In the early 1990s we made two trips to Poland of which the one along the Czech and Slovakian borders all the way to the Ukraine was the most interesting as well as the most picturesque.
We stopped making trips to Poland when we heard not only rumors but also got firsthand information from friends about how they had been subject to highway robberies.
Our friendsí car was stolen with all their camping gear, and several other people we spoke to told us of how armed thieves had entered their tents at night. In the late 90s several Danish truck drivers were killed when their trucks were abducted in open highway robberies, the last one only a couple of months ago, so the robberies have far from stopped.
Even before we went we'd heard rumors of irregularities, so it's fair to ask what drove us to Poland in the first place? The answer is simple: curiosity. Before the wall and the iron curtain fell, we had been cut off from the East, and we wanted to see the countryside and what life was like in these European countries before it was too late.
We didn't go to show off as wealthy, Western European tourists (in the East we usually travel lightly), on the contrary we tried to appear anonymous, not attracting attention to ourselves.

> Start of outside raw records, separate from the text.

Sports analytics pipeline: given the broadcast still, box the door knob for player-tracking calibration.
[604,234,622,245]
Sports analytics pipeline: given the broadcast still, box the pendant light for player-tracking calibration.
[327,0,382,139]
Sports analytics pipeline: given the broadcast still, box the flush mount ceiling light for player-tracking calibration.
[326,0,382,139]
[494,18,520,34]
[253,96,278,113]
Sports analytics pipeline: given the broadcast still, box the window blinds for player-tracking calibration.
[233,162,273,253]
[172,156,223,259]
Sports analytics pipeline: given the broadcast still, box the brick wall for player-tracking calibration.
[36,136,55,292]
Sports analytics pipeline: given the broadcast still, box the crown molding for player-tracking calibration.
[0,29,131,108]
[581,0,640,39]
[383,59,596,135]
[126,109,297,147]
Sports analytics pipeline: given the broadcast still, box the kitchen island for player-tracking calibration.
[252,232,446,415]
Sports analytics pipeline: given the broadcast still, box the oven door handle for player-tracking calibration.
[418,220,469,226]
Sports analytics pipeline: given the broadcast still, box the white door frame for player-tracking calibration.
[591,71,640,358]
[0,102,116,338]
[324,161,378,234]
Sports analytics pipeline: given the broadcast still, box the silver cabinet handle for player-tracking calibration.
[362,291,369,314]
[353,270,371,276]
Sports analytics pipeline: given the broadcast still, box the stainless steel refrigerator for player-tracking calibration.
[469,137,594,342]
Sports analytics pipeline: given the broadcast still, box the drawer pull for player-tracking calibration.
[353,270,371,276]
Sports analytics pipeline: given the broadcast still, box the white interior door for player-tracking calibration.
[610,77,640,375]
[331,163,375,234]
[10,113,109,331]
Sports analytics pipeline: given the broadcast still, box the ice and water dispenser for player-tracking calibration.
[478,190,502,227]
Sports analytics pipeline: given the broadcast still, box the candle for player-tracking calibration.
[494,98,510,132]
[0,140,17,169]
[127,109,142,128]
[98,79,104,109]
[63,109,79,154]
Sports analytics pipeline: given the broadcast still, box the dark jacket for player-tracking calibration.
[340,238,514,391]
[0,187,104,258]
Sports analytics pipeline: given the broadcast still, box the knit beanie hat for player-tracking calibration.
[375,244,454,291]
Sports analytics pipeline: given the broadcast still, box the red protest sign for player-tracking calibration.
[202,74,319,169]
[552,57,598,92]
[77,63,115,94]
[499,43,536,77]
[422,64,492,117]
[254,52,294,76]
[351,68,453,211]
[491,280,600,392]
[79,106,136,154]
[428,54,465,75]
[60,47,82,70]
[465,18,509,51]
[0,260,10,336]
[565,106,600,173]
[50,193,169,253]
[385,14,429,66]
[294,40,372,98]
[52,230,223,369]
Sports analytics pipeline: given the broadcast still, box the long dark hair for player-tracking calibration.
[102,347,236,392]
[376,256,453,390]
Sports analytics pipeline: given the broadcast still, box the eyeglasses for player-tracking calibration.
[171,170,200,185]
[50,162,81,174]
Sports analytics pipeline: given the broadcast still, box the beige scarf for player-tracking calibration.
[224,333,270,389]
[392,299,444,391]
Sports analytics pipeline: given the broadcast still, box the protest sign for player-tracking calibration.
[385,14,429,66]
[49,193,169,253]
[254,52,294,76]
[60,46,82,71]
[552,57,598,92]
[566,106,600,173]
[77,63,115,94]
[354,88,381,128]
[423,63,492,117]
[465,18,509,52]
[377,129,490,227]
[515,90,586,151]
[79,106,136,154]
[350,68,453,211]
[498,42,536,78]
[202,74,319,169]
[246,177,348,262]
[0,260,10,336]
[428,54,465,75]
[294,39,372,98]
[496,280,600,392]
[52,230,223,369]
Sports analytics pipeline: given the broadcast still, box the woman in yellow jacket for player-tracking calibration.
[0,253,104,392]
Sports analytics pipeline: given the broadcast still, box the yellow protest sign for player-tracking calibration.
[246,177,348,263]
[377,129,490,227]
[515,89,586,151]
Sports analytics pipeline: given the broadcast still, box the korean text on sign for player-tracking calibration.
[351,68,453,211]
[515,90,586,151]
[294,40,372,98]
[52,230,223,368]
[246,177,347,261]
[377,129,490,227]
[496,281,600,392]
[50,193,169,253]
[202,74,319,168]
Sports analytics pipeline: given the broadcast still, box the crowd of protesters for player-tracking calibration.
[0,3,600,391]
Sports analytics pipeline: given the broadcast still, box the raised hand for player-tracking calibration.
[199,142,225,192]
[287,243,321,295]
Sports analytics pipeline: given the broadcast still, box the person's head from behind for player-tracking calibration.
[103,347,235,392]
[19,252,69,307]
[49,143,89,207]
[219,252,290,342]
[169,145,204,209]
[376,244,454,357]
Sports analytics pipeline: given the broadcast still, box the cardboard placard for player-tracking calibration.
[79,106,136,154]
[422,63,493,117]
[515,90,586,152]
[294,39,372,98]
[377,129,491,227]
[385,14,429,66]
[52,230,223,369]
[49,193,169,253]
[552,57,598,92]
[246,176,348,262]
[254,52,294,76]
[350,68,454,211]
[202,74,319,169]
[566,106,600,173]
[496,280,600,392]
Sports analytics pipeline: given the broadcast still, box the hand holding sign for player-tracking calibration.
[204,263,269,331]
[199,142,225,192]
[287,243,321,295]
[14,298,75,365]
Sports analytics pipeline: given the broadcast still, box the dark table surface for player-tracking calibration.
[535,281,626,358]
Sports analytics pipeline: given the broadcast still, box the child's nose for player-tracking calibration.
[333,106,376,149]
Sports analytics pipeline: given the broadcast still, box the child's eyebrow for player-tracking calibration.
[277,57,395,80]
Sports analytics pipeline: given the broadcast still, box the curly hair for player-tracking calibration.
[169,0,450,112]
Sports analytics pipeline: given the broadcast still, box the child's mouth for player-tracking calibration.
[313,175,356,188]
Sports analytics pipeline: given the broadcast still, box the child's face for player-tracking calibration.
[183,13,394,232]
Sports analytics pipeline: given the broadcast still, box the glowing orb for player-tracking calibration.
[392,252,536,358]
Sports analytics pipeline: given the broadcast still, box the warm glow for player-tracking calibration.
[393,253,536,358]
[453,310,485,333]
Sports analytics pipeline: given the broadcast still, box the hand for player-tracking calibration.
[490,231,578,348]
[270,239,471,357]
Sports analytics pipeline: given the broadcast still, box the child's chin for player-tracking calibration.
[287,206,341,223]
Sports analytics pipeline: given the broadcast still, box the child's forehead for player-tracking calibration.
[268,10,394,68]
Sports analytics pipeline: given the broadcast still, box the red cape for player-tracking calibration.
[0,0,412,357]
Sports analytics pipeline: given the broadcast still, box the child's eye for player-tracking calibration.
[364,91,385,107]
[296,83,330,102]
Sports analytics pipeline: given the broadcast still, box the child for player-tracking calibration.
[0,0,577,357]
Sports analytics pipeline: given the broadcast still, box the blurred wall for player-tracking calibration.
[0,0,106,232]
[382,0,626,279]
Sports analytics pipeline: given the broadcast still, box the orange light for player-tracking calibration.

But we soon found out that the absence of the former ubiquitous (secret) police was not an absolute advantage: we did feel safe in the sense that we never thought of being arrested and put away in some dungeon, but the police we did see acted as if they had to base their income on tourists. We narrowly escaped being fined for a violation of the traffic code - a violation we didn't commit - but we heard other tourists tell of arbitrary "summary courts" on the highways, the fines always to be paid in foreign currency.
At the border we (and many other cars) waited for several hours while the police stood idle talking among themselves. When they finally decided to start working, we knew as experienced travelers do that complaining about the waiting time would only mean risking a thorough search of the whole car.
Once inside Poland we couldn't help noticing the generally bad condition of the roads which isn't a crime in itself had it not been for the many cars that overtook each other on every other hill. When the Poles go on an outing they take the whole family, so the many small Fiats were packed with family and thus couldn't make it going uphill.
Posted police were monitoring this, but they only stopped tourists, not the local drivers who were playing Russian roulette in crossroads and bends.
Once in a while we would pass a medieval horse and cart, and later in the afternoons and early evenings we would pass a cow grazing at the roadside. The "shepherd" would be reading the evening newspaper while riding his bicycle - obviously he had but the one cow and no land, so this was grazing time.
We were told that the Russians had literally shipped whole herds of livestock to the Soviet Union and that that was why only a few cows were to be seen. On the other hand it seemed that the world's population of storks had found a habitat in Poland since we saw hordes of storks including the rather rare black stork.
The further we got into Poland and the further south, the narrower the roads and the more contact we got with the locals since we had to ask for directions quite often due to a general absence of signposts. Most of the people we asked were very friendly, but they only spoke Polish. And when we motioned to them that we didn't understand much, they only spoke faster. Sometimes we managed to read the sign language or recognize a few of the names of places we had heard before, but most of the time there was no real communication.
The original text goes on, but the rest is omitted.